I had a program that was running extremely slowly so I ran memory benchmark on it. Apparently one particular line of code accumulated a whopping 27GB of memory allocation…
(lgamma(theta(pyp)) - lgamma(theta(pyp) + pyp.crp.totalcustomers) +
lgamma(theta(pyp) / d(pyp) + pyp.crp.ntablegroups) -
lgamma(theta(pyp) / d(pyp)) +
pyp.crp.ntablegroups * (log(d(pyp)) - lgamma(1 - d(pyp))) +
sum(map(c -> lgamma(c - d(pyp)), Iterators.flatten(values(pyp.crp.tablegroups))))
)
I suspected it’s the part
sum(map(c -> lgamma(c - d(pyp)), Iterators.flatten(values(pyp.crp.tablegroups))))
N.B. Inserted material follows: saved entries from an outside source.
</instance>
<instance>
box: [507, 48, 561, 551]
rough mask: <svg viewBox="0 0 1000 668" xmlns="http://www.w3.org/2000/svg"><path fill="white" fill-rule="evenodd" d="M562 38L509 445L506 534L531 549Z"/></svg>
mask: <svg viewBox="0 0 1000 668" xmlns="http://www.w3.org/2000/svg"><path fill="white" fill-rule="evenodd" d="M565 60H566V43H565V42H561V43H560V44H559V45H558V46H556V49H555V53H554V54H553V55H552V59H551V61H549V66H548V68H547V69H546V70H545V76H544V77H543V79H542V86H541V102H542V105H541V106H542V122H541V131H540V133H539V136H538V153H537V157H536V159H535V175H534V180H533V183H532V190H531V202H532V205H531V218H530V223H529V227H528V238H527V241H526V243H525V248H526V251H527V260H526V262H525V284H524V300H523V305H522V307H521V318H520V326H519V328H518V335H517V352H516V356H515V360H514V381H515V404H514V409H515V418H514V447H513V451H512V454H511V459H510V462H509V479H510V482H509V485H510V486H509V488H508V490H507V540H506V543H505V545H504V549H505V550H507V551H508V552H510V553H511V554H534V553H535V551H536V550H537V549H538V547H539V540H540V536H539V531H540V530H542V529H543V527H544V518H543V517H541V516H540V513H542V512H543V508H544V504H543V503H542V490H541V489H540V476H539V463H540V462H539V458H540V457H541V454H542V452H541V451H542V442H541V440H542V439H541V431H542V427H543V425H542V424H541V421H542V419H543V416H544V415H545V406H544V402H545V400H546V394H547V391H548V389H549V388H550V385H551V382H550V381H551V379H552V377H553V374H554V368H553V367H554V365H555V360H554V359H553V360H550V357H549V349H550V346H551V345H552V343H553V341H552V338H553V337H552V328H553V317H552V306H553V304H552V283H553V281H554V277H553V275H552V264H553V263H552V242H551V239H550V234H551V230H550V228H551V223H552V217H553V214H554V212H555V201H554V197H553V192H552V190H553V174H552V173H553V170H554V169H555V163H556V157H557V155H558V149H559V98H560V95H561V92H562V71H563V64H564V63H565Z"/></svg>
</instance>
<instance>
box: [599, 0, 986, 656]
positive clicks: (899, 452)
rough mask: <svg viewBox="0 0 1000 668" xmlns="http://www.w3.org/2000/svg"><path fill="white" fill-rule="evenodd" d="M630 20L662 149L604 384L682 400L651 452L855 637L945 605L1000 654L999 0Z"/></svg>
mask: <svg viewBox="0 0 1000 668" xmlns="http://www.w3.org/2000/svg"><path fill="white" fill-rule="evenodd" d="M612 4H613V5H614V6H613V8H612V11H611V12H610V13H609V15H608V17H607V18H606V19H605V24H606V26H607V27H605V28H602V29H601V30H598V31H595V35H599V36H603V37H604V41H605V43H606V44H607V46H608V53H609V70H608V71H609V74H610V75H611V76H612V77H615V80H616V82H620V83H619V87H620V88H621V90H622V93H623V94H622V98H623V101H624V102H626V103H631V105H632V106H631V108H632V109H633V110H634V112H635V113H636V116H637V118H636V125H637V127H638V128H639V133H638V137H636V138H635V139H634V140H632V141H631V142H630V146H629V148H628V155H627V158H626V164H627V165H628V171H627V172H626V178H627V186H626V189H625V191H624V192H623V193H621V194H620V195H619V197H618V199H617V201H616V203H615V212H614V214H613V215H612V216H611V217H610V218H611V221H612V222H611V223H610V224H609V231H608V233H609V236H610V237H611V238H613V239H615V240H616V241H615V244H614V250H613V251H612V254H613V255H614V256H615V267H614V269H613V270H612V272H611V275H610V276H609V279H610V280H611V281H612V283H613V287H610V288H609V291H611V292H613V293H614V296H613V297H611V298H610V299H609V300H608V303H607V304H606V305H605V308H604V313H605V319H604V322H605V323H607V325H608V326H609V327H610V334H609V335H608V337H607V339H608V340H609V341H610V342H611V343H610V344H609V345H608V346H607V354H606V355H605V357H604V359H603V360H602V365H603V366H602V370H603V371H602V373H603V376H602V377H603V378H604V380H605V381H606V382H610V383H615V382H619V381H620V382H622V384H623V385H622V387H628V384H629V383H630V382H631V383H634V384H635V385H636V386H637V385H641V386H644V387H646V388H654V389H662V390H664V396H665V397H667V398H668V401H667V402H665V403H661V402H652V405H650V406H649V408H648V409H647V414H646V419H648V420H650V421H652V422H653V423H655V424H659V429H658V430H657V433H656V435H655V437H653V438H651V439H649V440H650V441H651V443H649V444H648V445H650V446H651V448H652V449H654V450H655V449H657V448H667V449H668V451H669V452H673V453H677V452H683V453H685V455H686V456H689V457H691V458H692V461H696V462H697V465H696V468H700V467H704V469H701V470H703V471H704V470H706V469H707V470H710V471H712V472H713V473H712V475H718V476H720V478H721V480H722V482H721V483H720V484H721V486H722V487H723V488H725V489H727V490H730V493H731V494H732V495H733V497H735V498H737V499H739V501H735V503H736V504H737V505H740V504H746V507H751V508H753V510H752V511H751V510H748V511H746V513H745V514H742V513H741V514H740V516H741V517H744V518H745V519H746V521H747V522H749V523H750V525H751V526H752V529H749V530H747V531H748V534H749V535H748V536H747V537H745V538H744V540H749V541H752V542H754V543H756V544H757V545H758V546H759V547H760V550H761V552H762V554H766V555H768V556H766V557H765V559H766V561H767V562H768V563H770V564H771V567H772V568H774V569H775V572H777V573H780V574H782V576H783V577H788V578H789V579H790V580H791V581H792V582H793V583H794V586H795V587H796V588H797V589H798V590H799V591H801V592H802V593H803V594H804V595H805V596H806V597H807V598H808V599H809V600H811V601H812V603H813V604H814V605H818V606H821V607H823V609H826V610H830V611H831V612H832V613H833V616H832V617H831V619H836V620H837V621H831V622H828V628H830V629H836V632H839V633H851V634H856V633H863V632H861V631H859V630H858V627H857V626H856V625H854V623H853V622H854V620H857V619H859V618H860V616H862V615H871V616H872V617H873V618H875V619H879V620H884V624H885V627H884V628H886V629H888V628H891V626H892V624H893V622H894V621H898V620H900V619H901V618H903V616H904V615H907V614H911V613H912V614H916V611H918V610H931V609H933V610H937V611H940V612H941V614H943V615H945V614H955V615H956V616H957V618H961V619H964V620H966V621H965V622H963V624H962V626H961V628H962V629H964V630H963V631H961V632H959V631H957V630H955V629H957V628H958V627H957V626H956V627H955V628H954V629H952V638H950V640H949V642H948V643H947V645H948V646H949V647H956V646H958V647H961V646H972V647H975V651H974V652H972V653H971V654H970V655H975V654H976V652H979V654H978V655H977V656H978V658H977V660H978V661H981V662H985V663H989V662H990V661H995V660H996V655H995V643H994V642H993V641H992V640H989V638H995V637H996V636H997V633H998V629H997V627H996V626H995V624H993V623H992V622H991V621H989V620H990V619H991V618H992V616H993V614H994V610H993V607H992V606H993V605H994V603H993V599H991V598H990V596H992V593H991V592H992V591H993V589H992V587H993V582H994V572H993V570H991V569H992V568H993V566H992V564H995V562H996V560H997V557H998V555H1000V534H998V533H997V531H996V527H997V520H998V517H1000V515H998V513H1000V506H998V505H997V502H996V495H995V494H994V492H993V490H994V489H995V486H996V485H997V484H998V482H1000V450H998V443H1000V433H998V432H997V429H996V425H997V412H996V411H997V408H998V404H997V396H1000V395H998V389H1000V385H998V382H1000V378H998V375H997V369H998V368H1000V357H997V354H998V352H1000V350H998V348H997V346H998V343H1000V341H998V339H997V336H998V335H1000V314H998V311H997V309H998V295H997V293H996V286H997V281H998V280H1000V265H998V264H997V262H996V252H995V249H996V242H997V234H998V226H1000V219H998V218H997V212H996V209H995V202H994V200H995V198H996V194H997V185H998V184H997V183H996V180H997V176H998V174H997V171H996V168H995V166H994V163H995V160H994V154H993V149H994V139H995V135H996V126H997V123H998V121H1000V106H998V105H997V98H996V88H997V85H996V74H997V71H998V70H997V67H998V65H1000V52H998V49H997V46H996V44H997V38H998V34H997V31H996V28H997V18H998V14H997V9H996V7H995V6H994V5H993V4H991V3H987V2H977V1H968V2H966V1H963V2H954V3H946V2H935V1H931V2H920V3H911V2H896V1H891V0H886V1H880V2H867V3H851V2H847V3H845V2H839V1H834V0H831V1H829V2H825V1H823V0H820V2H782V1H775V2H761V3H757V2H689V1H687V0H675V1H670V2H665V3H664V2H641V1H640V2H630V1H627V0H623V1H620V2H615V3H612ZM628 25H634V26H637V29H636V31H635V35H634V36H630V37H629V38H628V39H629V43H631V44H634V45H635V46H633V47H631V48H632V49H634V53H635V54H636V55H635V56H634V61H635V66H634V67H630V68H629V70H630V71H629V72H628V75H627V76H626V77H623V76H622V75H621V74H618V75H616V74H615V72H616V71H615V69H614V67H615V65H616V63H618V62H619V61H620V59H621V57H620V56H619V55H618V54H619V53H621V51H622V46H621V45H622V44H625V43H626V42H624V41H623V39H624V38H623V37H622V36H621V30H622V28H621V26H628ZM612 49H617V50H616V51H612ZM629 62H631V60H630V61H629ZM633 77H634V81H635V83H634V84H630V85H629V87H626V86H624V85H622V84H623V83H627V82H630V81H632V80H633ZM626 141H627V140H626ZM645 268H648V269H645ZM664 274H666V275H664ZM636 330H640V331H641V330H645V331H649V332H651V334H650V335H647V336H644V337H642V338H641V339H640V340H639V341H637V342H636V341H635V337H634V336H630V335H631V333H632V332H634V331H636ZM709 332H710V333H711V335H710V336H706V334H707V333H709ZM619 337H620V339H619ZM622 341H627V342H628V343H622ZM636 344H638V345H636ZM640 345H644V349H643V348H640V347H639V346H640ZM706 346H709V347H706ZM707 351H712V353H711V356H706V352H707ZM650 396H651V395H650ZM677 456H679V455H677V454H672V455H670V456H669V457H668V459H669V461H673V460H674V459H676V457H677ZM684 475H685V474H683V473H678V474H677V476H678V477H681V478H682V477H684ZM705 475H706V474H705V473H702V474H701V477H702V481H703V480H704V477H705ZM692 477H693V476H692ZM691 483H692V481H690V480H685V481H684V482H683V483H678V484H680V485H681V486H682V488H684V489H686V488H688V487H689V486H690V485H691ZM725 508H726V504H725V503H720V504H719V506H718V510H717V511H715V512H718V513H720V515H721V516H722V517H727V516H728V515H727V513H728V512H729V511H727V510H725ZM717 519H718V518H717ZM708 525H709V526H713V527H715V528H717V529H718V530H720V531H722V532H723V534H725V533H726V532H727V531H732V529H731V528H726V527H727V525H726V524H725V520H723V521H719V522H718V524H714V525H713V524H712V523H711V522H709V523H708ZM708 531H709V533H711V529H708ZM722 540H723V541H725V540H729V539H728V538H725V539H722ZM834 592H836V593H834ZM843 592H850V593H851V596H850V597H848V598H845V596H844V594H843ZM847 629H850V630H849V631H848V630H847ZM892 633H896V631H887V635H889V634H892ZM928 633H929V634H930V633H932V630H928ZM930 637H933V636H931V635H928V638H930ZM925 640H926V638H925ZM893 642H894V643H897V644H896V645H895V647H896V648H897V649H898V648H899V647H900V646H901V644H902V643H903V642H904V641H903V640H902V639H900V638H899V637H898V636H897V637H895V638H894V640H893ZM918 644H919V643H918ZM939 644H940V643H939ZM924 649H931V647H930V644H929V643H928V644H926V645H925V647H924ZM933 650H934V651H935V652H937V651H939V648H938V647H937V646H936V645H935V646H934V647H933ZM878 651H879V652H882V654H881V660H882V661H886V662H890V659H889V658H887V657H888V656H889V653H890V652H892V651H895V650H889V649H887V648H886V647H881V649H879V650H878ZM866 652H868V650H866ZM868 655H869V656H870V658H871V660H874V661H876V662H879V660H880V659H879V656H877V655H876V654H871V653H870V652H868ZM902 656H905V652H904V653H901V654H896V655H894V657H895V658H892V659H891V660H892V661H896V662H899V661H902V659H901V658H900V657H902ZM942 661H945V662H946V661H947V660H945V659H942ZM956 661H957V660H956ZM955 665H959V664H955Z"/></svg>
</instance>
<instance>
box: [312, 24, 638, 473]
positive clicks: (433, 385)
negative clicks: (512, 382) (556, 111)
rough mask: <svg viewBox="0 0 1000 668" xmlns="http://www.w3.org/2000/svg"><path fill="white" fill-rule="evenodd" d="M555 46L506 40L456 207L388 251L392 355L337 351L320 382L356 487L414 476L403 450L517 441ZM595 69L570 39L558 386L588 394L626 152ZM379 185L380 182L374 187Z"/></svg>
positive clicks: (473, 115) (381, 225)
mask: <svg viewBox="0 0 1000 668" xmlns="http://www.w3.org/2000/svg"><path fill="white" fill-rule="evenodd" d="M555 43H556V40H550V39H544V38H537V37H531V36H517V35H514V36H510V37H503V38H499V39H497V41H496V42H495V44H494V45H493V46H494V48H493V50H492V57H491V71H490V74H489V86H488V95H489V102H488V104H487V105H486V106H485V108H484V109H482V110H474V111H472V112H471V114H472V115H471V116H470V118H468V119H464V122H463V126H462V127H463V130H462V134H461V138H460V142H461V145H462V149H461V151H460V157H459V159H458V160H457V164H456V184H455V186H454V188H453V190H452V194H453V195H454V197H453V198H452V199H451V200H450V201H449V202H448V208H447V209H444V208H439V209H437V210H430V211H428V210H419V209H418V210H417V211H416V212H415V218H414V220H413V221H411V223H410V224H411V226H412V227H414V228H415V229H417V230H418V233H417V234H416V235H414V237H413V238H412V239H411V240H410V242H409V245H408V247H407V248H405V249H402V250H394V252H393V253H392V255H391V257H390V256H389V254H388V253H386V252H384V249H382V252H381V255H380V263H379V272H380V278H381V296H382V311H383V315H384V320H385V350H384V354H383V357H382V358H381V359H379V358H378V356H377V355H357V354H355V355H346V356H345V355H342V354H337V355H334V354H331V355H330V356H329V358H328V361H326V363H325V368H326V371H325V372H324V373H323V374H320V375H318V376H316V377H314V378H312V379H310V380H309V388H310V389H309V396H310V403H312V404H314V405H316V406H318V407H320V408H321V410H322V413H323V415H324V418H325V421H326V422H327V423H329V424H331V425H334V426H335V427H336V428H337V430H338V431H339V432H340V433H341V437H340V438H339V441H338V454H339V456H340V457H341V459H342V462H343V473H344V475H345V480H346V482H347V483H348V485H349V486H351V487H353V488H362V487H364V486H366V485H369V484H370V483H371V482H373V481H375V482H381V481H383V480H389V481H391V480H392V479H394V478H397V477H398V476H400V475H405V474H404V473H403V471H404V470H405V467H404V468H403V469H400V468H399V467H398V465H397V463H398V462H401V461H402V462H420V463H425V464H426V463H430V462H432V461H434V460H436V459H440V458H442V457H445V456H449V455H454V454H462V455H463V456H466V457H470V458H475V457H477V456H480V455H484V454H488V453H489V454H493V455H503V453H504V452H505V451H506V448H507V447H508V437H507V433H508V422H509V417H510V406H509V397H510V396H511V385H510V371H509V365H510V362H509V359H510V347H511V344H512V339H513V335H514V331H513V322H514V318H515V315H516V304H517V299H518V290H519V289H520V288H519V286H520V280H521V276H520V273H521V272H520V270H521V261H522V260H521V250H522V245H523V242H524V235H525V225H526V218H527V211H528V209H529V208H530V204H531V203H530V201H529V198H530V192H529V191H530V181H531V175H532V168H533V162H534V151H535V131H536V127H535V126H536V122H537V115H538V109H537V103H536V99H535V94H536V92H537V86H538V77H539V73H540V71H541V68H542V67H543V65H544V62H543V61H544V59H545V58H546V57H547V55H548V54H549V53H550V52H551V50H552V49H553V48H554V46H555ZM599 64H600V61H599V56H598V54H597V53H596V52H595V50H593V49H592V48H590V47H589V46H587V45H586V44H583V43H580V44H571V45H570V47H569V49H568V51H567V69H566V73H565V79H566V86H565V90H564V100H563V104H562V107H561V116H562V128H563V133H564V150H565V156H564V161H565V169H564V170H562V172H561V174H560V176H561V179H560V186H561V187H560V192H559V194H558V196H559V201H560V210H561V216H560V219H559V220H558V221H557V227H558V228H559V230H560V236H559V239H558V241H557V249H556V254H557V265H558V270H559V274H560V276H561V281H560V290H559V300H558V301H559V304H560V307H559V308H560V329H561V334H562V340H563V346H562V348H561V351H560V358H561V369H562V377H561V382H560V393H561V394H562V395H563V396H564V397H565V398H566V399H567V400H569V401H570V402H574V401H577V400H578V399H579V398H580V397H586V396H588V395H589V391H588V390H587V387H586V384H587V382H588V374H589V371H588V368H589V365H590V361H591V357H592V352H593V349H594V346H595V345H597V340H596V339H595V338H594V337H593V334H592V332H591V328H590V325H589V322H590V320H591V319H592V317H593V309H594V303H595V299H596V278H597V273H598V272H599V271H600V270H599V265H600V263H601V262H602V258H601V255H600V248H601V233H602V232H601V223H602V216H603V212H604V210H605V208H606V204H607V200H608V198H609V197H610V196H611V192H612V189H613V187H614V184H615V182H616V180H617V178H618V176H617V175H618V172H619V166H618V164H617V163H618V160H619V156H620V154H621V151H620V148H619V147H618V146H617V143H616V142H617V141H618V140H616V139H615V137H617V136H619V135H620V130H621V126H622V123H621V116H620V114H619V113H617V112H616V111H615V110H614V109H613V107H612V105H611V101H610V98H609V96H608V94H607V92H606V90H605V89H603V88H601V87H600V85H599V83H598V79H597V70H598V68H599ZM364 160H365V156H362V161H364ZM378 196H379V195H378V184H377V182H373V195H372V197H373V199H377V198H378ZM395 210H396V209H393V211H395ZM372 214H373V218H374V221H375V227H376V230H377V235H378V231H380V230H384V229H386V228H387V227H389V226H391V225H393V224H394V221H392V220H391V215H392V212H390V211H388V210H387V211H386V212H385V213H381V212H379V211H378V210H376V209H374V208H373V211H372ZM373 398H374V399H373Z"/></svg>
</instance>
that caused the problem. So I rewrote it as a simple loop:
temp::Float64 = 0.0
for tablegroup in values(pyp.crp.tablegroups)
for table_customer_count in tablegroup
temp += lgamma(table_customer_count - d(pyp))
end
end
(lgamma(theta(pyp)) - lgamma(theta(pyp) + pyp.crp.totalcustomers) +
lgamma(theta(pyp) / d(pyp) + pyp.crp.ntablegroups) -
lgamma(theta(pyp) / d(pyp)) +
pyp.crp.ntablegroups * (log(d(pyp)) - lgamma(1 - d(pyp))) +
temp
)
and in a test run on simple input data, the memory usage by that part was reduced 10-fold, from nearly 1GB (far exceeding any other part of the program) to only about 100MB.
One huge advantage of Julia is how easy it is to use FP patterns in it. However I didn’t expect such a huge performance hit. Maybe I didn’t write the code in an optimal way? Could this memory issue be improved in some other way, e.g. with more type annotations?
Or maybe there are some other problems with my program which were somehow dealt with by this change of code?